Players talk too much
Despite what we see most weeks on our TV screens, nobody has ever had the right to question decisions by the match referees
Players have never had the right to challenge referees' decisions but increasingly we are seeing too many players having too many words with too many match officials.
Players, captains and coaches attempt to justify themselves by claiming: "I'm only asking a question" when in fact they are being disruptive and antagonistic simply because the referee's decision has gone against them.
In contrast, we never see questions of a decision in their team's favour. So why do players mistakenly believe they have the right to question match officials?
Watch any number of high-profile televised matches and there will always be players questioning decisions that go against their team. In fact, it is nigh on impossible to find any match where a referee is not questioned.
Wayne Rooney is a typical example of someone who challenges decisions and who hasn't learned how to stop. Last week's Manchester derby saw a riled Rooney continually challenging referee Howard Webb. Webb managed the match well and correctly cautioned Rooney for his argumentative demeanour. There was lots of foul language spewing out, too, but as everyone knows a deaf ear is usually turned to this.
Supporters of Rooney defend him by saying he is merely being competitive, passionate and feisty. Even so, this does not give him the right to question match officials.

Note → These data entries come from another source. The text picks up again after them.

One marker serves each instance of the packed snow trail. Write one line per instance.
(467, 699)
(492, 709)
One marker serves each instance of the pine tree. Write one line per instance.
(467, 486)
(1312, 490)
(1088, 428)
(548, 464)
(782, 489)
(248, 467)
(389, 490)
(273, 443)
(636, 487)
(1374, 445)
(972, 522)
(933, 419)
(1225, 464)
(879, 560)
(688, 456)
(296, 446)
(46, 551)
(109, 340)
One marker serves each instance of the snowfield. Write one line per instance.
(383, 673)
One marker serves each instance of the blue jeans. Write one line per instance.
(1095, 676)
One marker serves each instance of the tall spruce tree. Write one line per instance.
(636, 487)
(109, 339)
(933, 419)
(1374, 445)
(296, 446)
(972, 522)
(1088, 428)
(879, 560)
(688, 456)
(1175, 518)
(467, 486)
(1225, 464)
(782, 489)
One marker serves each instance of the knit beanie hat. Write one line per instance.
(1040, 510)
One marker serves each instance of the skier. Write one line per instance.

Mario Balotelli of AC Milan is another example. The ill-disciplined Italian has received a three-match ban for arguing with Serie A officials. In the match against Napoli, Balotelli received a yellow card, his second of the match, for approaching and challenging referee Luca Banti after the final whistle. In addition to the automatic one-match ban, there is an additional two-match ban because he was "directing insulting and intimidating expressions to the referee at the time of the sending-off".
Milan coach Massimiliano Allegri has decided not to appeal against the three-match ban and instead chose to publicly criticise Balotelli.
"Mario is 23 years old, he is no longer a child. To be a champion you have to have the right behaviour because you are an example to all those who are watching you. Mario has made a mistake, penalising the team, the club and the supporters and he must change this behaviour," said Allegri.
So why are players, captains and coaches continuing to question and argue with match officials? Even Ryan Giggs, who was an assistant coach at the Manchester derby, vented his frustrations at fourth official Michael Oliver. It appears everyone believes they have the right to have a go.
The rules state: "The decisions of the referee regarding facts connected with play, including whether or not a goal is scored and the result of the match, are final."
Furthermore: "The referee may only change a decision on realising that it is incorrect or, at his discretion, on the advice of an assistant referee or the fourth official, provided that he has not restarted play or terminated the match."
It does not matter whether it is a player, a captain or a coach who questions a referee. They have no right or special privilege - even captains.
Players know that if they question referees, they are buying time for themselves and also believe they are applying psychological pressure on the official. It is a misplaced belief that psychological pressure will influence the referee to give future decisions in the complainant's favour.
In fact, some believe the exact opposite. Allegri reckons Balotelli's attitude will influence referees in Serie A to become reluctant in giving free kicks or decisions to the player.
"Mario should help the referees to protect him. The referees have left him [unprotected] because they can be influenced by negative attitudes," Allegri said.
The truth is that experienced referees will do their utmost to remain impartial. This is why it is probably best for players, captains and coaches to accept the decisions and get on with the game.
Referees make decisions based on what they can see, and so will call it as they see it. Individuals who complain during a match are doing themselves no favours because, as Allegri alluded, professional players are supposed to be role models and set good examples of behaviour.
As a referee, I reserve the right to question the fact that professional soccer players are good role models.
A final note: Last weekend, the grass of Hong Kong Stadium looked and performed well during the South China-Kitchee league encounter. The 3,500 was the highest domestic crowd this season. Compare this to the HKFA website which, according to chief executive Mark Sutcliffe, receives over 700,000 daily hits. This represents a fantastic amount of interest in the HKFA and if these numbers can somehow translate to match attendance figures, then the future will be bright. The HKFA's revamped website is a great improvement on the previous version, despite some teething problems.